March 31

Olaudah Equiano, John Donne, the Alhambra Decree, and Transgender Day of Visibility

Pilgrim graffiti in the Garden Tomb, an alternative location to the Holy Sepulcher for Christ’s burial spot. Jerusalem. Own photo, 2019.

On this day in 1492, Queen Isabella of Castile ordered 150,000 Muslim and Jewish subjects to convert to Christianity or become exiles. This followed a century of persecution and forced conversions, and would lead eventually to the Spanish Inquisition and the Sephardic Diaspora. There is significant evidence that some of these exiles went to Spanish colonies in North America, and were residents in the United States in California well before Jamestown was established, in contrast to the colonizer mythology of “Westward Expansion” that most of us Americans learn in school. In 2015, Spain began to offer dual citizenship to descendants of those who were expelled. 
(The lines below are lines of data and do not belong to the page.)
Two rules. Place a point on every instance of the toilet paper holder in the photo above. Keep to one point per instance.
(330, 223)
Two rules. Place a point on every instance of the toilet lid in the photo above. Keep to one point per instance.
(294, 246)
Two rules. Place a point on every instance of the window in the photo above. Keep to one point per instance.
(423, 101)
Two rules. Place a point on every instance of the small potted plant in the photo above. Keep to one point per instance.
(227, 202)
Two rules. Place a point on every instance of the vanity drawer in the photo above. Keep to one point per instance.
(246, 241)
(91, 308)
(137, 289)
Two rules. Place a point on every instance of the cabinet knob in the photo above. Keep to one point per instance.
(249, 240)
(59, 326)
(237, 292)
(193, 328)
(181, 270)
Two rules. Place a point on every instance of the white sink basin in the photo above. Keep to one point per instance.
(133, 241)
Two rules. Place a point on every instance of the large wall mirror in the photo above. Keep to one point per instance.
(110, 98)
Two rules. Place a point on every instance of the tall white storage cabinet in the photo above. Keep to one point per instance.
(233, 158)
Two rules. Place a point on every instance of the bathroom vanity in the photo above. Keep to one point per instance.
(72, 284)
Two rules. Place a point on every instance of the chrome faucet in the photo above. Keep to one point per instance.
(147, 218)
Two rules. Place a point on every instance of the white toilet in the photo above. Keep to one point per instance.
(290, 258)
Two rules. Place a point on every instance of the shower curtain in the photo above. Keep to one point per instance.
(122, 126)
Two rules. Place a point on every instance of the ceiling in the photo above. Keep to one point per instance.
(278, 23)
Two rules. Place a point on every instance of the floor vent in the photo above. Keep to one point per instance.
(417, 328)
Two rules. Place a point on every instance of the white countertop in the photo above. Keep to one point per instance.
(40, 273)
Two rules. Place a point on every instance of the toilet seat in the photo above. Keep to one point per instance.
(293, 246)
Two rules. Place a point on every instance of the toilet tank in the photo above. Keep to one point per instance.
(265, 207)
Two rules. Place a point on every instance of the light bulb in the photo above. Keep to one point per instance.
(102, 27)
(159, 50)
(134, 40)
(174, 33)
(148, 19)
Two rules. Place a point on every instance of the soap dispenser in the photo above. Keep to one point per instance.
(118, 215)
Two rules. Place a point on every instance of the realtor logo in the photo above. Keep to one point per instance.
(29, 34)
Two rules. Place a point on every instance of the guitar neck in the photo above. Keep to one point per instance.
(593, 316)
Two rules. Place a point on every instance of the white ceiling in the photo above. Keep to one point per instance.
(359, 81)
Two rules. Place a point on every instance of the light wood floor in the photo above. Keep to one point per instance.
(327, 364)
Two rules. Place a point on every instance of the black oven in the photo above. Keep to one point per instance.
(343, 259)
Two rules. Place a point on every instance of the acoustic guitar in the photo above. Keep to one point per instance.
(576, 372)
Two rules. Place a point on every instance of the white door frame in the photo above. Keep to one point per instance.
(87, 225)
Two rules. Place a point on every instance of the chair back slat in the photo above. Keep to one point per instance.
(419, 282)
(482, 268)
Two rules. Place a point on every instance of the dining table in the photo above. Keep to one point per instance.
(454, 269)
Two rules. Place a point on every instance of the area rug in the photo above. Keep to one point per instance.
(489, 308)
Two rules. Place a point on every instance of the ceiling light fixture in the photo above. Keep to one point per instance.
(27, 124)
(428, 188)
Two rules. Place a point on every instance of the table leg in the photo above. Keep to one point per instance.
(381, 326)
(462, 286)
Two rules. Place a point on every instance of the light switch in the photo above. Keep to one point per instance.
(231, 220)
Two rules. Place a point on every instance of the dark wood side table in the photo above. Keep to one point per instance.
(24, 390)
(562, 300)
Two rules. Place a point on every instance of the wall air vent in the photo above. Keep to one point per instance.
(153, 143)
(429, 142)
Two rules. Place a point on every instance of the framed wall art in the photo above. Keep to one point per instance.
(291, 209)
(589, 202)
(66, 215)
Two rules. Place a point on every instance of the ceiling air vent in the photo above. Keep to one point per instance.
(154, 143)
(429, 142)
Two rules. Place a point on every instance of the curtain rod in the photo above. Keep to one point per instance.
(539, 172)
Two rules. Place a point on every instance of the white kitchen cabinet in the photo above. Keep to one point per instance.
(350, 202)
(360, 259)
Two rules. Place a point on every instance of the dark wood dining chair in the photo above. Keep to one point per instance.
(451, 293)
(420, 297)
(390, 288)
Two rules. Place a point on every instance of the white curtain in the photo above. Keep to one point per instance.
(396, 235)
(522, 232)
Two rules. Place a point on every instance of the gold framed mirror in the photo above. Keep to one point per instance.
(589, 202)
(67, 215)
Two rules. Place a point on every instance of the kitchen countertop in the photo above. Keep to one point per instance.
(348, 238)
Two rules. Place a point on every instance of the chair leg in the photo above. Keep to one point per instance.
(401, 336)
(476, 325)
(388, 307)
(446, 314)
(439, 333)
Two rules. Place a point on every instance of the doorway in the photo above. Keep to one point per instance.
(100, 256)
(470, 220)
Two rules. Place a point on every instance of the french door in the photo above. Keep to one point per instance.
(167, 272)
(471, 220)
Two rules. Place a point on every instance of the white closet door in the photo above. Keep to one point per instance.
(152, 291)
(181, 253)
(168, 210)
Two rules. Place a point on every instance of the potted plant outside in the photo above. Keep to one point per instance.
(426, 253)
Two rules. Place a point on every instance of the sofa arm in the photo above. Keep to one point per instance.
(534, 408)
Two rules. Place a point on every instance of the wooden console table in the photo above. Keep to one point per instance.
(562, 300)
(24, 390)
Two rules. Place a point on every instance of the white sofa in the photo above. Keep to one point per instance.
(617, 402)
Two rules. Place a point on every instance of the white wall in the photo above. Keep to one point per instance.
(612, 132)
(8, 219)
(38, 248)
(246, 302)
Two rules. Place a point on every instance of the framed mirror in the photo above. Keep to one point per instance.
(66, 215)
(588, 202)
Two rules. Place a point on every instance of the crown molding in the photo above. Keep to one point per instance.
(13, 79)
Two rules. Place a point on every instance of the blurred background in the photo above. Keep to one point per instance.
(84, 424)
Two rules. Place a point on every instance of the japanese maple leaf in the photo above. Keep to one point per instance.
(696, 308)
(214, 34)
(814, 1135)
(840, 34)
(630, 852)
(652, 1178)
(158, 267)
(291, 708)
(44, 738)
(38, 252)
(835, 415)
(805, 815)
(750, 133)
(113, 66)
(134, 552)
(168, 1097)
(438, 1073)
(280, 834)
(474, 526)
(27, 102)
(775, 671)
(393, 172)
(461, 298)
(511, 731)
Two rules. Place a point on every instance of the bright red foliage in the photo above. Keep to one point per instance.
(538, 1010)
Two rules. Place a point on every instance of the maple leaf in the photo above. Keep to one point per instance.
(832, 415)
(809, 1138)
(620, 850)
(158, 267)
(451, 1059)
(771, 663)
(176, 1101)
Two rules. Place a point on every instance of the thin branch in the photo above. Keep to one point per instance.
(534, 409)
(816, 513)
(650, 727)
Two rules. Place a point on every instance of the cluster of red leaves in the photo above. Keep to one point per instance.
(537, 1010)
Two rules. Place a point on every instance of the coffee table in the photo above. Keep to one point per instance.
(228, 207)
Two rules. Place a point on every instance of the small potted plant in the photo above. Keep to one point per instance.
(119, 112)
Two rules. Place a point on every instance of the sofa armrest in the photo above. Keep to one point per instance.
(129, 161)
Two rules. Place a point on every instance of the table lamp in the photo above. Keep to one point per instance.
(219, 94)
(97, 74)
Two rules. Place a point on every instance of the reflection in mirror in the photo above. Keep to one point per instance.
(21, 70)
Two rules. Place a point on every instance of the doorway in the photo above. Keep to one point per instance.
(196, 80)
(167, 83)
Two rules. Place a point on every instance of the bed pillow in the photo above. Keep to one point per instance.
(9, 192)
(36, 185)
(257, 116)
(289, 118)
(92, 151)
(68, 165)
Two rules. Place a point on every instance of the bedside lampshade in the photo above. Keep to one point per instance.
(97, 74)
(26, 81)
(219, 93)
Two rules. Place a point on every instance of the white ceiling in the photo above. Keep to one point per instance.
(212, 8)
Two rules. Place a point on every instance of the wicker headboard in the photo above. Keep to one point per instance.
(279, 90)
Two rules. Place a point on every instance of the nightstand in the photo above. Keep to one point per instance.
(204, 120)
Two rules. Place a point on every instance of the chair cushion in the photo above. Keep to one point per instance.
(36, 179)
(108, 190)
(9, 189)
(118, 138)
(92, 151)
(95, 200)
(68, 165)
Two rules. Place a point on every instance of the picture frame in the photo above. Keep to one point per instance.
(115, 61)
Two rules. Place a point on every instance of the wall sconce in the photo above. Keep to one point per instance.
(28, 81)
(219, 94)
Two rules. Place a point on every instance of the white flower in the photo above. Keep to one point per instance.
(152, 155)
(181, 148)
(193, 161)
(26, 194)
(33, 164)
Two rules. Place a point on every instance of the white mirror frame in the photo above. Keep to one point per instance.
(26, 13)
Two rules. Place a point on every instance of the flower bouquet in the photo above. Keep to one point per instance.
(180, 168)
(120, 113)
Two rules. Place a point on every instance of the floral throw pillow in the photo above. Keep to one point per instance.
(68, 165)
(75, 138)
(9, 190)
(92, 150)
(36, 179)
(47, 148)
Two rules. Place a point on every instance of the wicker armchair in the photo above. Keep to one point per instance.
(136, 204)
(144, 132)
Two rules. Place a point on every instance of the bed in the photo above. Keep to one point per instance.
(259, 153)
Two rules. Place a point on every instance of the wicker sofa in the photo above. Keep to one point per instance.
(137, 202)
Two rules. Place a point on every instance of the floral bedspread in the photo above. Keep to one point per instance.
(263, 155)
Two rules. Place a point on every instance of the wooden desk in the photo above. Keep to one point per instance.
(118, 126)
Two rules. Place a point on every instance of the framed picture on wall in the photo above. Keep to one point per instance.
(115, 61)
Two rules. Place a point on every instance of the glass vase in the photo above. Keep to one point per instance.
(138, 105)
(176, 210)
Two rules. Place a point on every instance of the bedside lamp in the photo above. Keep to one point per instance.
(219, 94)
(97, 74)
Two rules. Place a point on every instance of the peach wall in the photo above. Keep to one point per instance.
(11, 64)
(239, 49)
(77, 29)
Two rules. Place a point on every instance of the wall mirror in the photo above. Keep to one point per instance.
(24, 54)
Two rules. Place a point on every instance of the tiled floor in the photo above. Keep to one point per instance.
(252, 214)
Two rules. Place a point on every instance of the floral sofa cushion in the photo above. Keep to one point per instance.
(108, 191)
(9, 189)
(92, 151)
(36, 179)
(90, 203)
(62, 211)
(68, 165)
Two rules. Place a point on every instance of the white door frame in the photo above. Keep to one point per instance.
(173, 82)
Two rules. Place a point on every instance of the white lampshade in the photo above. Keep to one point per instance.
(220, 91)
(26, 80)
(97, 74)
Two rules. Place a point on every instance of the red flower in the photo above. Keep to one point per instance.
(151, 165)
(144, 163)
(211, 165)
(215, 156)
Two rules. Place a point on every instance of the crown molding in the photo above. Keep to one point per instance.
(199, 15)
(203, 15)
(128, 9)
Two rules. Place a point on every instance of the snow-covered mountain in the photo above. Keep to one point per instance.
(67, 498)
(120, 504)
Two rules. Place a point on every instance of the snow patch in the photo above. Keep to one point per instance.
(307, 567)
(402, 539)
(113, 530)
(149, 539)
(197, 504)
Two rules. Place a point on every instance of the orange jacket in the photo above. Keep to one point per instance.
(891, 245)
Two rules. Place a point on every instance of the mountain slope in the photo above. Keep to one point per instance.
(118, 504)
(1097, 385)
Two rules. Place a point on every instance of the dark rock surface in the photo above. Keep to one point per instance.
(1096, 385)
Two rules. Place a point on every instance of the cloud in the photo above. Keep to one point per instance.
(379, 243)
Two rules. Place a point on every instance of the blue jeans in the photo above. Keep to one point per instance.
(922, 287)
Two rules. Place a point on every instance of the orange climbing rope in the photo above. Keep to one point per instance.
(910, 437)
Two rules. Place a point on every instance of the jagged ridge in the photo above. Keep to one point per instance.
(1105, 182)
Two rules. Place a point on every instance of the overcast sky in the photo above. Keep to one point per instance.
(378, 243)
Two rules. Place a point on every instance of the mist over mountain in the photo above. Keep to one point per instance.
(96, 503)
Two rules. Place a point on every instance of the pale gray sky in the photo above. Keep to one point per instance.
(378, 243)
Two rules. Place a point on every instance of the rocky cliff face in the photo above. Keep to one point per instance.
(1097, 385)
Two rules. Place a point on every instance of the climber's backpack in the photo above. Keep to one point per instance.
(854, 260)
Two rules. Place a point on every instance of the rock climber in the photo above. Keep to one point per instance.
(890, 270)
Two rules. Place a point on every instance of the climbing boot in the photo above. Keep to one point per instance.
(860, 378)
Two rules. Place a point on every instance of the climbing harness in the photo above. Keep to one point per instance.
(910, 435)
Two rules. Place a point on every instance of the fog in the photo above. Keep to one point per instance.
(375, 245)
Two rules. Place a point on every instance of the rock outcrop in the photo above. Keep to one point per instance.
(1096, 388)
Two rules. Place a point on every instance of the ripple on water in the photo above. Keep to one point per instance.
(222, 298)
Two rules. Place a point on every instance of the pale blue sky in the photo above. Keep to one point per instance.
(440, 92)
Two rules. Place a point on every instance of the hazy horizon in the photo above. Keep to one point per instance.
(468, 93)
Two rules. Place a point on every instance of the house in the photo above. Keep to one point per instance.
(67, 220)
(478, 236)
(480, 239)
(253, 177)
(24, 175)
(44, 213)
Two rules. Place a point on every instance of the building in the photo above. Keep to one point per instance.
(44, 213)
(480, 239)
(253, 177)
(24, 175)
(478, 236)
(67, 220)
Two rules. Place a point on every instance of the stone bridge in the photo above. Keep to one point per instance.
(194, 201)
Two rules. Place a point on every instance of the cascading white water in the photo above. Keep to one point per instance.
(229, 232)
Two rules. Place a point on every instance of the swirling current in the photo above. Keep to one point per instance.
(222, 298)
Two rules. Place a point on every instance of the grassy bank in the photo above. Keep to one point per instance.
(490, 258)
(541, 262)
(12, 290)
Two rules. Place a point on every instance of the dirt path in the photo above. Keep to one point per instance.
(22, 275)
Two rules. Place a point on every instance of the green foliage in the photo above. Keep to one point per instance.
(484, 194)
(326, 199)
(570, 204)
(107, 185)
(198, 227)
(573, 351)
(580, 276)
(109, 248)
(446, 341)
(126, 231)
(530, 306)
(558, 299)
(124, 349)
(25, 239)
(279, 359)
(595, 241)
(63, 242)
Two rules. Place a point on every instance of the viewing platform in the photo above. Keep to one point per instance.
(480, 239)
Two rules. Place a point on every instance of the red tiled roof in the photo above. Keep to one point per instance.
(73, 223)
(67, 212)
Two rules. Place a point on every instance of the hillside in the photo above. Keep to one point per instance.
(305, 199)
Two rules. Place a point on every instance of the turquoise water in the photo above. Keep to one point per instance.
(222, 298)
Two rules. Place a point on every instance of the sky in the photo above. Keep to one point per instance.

Today also marks the death, in 1797, of Olaudah Equiano, who was born in Nigeria, enslaved by human traffickers, ransomed his own freedom, joined the abolitionist movement in England, and wrote an autobiography that helped inspire the British abolition of slave trading. Equiano was inspired and supported in his abolitionist work both by Quakers and the evangelist George Whitfield.  

Today is the feast day of John Donne, English poet and priest, who died on this day in 1631.

Reflection:

One of John Donne’s most famous poems: 

Death, be not proud, though some have called thee
Mighty and dreadful, for thou art not so;
For those, whom thou think'st thou dost overthrow,
Die not, poor Death, nor yet canst thou kill me.
From rest and sleep, which but thy pictures be,
Much pleasure, then from thee much more must flow,
And soonest our best men with thee do go,
Rest of their bones, and soul's delivery.
Thou'rt slave to Fate, chance, kings, and desperate men,
And dost with poison, war, and sickness dwell,
And poppy, or charms can make us sleep as well,
And better than thy stroke ; why swell'st thou then?
One short sleep past, we wake eternally,
And Death shall be no more; Death, thou shalt die.

John Donne

Olaudah Equiano wrote: 

I early accustomed myself to look for the hand of God in the minutest occurrence, and to learn from it a lesson of morality and religion; and in this light every circumstance I have related was to me of importance. After all, what makes any event important, unless by its observation we become better and wiser, and learn 'to do justly, to love mercy, and to walk humbly before God?' To those who are possessed of this spirit, there is scarcely any book or incident so trifling that does not afford some profit, while to others the experience of ages seems of no use; and even to pour out to them the treasures of wisdom is throwing the jewels of instruction away.

Prayer: God of Life and Death, set all your creatures free. Amen.